Las naturalezas que viven de la fe y contra el cuerpo, ¿qué experiencia existencial podrían recordar? Ninguna, según creo, de ahí que su compulsivo temor a morir no pueda en el fondo ser más que un apanicado temor a la fe misma en la que dicen confiar para recuperar el cuerpo que no tuvieron, y eso como tantas otras cosas las dice el mago ciego Jorge Luis Borges: «Cuando una congestión pulmonar lo estaba arrasando y la inventiva fiebre le falseó la cara del día, congregó los ardientes documentos de su memoria para fraguar su sueño»4.

Quien no vive la vida en su incertidumbre, en su caducidad y en su infirmeza, y para mejor defenderla la envuelve en anestésico papel de celofán, está condenado a sentir remordimiento por cualquier muerte, por la muerte de cualquier cuerpo, pues –ajeno a la realidad de la vida– para esa persona el muerto no es un muerto: es la muerte: «Dunne asegura que en la muerte aprenderemos el manejo feliz de la eternidad. Recobraremos todos los instantes de nuestra vida y los combinaremos como nos plazca. Dios y nuestros amigos y Shakespeare colaborarán con nosotros.
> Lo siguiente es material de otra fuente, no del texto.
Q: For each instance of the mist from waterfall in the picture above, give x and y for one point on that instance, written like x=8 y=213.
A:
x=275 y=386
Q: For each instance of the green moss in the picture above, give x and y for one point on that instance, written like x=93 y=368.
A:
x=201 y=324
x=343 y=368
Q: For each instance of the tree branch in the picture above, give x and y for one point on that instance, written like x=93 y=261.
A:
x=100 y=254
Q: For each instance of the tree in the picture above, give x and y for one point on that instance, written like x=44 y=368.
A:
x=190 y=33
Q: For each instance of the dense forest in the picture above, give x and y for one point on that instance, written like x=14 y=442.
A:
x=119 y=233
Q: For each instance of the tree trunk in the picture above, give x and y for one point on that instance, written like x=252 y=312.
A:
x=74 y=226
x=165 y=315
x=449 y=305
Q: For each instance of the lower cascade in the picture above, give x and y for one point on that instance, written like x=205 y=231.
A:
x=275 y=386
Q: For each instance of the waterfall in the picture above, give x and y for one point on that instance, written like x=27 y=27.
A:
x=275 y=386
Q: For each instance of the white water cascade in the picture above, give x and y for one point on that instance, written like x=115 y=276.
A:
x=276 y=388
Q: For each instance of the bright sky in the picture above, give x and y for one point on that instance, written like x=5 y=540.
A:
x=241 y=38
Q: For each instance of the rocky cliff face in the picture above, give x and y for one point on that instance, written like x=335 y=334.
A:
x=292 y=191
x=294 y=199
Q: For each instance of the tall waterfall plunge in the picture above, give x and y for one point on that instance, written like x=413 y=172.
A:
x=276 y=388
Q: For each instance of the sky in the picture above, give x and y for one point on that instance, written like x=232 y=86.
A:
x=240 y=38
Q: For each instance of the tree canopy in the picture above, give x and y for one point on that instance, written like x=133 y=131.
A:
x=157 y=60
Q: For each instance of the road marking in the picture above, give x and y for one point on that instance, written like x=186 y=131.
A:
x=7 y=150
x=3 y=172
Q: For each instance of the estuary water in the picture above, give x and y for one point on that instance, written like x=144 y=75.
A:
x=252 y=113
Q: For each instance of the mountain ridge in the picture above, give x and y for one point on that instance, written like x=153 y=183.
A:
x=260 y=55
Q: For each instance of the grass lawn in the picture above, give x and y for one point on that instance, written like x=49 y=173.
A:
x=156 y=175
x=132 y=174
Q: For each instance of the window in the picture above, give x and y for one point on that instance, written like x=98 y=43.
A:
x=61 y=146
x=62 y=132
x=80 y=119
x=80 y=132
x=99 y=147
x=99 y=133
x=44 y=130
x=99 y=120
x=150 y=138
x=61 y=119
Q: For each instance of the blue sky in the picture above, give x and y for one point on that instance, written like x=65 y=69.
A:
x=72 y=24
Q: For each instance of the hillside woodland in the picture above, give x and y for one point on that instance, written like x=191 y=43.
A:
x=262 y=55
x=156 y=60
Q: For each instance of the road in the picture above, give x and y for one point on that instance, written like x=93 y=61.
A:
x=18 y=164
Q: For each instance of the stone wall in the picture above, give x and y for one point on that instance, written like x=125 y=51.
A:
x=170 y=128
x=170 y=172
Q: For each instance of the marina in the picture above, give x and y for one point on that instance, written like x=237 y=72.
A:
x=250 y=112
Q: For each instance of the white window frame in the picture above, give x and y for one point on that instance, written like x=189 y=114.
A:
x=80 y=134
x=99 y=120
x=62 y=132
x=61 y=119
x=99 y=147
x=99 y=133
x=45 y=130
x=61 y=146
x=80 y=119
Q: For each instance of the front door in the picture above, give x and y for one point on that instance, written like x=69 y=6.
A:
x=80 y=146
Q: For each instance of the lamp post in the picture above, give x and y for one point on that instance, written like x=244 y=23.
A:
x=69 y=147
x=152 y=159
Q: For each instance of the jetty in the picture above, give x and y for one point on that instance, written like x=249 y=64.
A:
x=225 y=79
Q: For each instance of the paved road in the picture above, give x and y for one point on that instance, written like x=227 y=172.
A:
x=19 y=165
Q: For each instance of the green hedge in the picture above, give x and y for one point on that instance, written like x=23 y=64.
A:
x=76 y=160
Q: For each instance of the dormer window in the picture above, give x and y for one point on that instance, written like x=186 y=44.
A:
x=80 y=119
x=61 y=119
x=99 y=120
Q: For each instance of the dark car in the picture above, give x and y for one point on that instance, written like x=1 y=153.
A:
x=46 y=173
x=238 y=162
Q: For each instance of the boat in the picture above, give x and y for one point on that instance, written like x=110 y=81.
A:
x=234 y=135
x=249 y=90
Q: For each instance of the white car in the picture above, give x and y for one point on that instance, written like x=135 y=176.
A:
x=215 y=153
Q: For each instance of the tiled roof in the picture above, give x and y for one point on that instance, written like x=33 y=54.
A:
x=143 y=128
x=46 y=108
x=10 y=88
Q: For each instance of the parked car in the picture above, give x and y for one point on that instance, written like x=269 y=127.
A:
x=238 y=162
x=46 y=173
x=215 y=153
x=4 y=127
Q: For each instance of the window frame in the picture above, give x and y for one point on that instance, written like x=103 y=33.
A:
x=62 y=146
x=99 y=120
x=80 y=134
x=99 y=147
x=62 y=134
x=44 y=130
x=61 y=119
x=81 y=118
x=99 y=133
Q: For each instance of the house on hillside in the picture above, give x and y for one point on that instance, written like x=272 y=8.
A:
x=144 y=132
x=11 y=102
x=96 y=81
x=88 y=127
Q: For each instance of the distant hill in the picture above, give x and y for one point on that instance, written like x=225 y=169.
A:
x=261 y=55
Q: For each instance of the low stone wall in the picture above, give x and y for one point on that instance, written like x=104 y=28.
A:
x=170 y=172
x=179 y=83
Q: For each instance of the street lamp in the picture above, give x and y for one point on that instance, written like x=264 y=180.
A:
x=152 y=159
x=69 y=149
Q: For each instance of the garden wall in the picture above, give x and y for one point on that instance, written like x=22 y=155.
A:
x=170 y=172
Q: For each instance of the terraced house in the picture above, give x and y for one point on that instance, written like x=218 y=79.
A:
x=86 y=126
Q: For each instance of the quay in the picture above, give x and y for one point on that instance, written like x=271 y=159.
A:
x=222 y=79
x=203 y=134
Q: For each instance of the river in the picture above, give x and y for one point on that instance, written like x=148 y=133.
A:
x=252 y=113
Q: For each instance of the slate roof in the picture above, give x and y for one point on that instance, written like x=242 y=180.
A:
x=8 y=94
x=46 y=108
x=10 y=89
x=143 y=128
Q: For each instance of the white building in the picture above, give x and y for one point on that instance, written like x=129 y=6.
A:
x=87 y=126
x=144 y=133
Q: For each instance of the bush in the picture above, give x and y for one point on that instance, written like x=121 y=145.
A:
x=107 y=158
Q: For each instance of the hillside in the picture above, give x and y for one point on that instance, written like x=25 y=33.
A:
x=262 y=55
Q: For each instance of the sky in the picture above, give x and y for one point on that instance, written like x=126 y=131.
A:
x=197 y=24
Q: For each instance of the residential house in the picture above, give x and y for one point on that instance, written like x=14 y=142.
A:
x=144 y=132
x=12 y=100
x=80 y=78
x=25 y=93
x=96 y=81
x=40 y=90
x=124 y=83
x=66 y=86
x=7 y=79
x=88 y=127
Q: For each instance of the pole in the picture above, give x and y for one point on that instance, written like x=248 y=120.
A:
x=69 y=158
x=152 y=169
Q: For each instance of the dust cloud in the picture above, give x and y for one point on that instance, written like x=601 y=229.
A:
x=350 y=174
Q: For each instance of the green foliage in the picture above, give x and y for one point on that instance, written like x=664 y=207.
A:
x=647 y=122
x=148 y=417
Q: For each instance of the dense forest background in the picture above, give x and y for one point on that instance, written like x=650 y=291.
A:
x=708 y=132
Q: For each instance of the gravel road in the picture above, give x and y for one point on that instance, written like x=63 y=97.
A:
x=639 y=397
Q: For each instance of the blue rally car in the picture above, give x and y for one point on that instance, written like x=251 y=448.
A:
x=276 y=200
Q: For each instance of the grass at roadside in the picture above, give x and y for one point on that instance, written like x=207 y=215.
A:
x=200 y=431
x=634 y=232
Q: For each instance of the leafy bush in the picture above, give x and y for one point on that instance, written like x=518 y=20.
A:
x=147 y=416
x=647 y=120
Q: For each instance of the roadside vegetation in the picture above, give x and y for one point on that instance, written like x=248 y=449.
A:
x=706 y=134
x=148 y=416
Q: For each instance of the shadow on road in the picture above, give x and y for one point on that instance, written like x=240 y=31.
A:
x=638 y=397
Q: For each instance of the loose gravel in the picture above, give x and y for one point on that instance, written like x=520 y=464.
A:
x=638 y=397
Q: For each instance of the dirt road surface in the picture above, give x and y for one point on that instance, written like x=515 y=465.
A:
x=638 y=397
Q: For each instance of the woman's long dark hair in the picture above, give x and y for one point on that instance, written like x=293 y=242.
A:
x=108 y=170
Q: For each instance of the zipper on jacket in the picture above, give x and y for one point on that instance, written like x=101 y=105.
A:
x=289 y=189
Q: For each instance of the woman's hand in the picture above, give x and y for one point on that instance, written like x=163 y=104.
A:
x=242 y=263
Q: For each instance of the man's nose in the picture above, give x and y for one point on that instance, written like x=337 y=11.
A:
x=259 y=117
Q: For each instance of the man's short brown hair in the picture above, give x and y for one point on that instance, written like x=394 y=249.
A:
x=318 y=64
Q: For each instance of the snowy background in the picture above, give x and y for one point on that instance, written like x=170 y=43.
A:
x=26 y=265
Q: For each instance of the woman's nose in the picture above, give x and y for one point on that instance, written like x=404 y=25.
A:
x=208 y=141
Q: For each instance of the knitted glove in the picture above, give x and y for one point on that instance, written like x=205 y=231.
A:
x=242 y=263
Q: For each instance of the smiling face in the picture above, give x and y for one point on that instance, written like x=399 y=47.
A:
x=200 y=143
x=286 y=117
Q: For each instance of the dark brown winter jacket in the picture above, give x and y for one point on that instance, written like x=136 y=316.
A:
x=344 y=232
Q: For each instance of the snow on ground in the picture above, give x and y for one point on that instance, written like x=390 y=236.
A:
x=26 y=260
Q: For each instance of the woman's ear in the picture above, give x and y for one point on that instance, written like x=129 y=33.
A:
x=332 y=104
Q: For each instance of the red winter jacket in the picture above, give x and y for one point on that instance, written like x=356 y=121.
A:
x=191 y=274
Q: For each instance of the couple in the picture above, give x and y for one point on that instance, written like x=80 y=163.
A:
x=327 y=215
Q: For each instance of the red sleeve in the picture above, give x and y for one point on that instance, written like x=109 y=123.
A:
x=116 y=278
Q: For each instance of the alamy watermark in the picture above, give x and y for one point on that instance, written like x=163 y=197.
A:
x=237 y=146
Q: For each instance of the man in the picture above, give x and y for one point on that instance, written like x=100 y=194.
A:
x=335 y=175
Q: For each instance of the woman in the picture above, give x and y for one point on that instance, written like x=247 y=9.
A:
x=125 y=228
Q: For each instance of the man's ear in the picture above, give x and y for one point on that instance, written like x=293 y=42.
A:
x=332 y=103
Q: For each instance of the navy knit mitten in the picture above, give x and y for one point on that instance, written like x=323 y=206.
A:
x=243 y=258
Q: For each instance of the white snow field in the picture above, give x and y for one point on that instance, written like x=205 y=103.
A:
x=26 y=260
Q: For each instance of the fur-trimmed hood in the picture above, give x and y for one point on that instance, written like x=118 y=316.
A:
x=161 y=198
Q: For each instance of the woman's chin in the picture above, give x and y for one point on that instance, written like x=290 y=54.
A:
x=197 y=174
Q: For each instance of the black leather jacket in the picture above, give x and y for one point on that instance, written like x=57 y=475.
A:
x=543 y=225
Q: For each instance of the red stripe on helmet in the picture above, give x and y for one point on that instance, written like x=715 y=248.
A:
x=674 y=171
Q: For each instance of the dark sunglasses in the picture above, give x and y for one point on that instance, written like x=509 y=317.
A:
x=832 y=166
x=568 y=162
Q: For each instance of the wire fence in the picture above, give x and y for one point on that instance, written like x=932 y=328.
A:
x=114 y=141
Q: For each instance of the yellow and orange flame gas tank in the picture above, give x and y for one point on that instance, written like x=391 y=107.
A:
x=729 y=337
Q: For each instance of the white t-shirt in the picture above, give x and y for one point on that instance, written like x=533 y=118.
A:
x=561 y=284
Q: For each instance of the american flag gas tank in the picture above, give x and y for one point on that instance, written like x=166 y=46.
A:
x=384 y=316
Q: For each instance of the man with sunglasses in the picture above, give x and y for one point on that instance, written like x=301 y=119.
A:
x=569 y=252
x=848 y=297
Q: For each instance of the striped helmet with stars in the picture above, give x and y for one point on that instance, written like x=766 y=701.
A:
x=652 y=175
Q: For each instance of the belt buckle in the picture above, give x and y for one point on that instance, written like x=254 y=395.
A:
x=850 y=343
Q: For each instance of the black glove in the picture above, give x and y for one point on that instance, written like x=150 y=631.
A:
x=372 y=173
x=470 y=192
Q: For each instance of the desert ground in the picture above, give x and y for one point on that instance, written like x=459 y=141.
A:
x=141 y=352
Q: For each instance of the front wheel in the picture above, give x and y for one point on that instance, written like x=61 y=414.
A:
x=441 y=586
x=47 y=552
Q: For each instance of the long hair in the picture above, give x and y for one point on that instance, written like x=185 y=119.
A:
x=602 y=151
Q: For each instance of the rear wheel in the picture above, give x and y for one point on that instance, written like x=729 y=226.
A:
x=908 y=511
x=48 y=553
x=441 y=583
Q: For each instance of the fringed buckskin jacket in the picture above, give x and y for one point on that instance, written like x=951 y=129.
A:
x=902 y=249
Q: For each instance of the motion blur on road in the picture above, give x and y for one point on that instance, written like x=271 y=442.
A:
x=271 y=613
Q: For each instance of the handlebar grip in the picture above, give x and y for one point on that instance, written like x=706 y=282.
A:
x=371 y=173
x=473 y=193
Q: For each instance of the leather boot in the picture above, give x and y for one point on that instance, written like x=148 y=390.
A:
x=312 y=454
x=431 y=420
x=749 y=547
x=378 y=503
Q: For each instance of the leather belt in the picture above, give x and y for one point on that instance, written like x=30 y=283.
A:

Ante una tesis tan espléndida, cualquier falacia cometida por el autor resulta baladí»5. Sea, en fin, todo ello musitado con las últimas estrofas del Martín Fierro:

«Y ya con estas noticias
Mi relación acabé,
Por ser ciertas, las conté,
Todas las desgracias dichas:
Es un telar de desdichas
Cada gaucho que usted ve.
Pero ponga su esperanza
En el Dios que lo formó,
Y aquí me despido yo
Que he relatao a mi modo
Males que conocen todos
Pero que naides contó».

1 Borges, J-L: Fragmentos de un evangelio apócrifo, in Obras completas. Vol. I. Ed. RBA, Barcelona, 2005, p. pp. 1011-1012.

2 Discusión, Ibi, p. 177.

3 Un teólogo en la muerte. Ibi, pp. 337-338.

4 Una oración. Ibi, p. 1014.

5 El tiempo y J-W Dunne. Ibi, p. 649.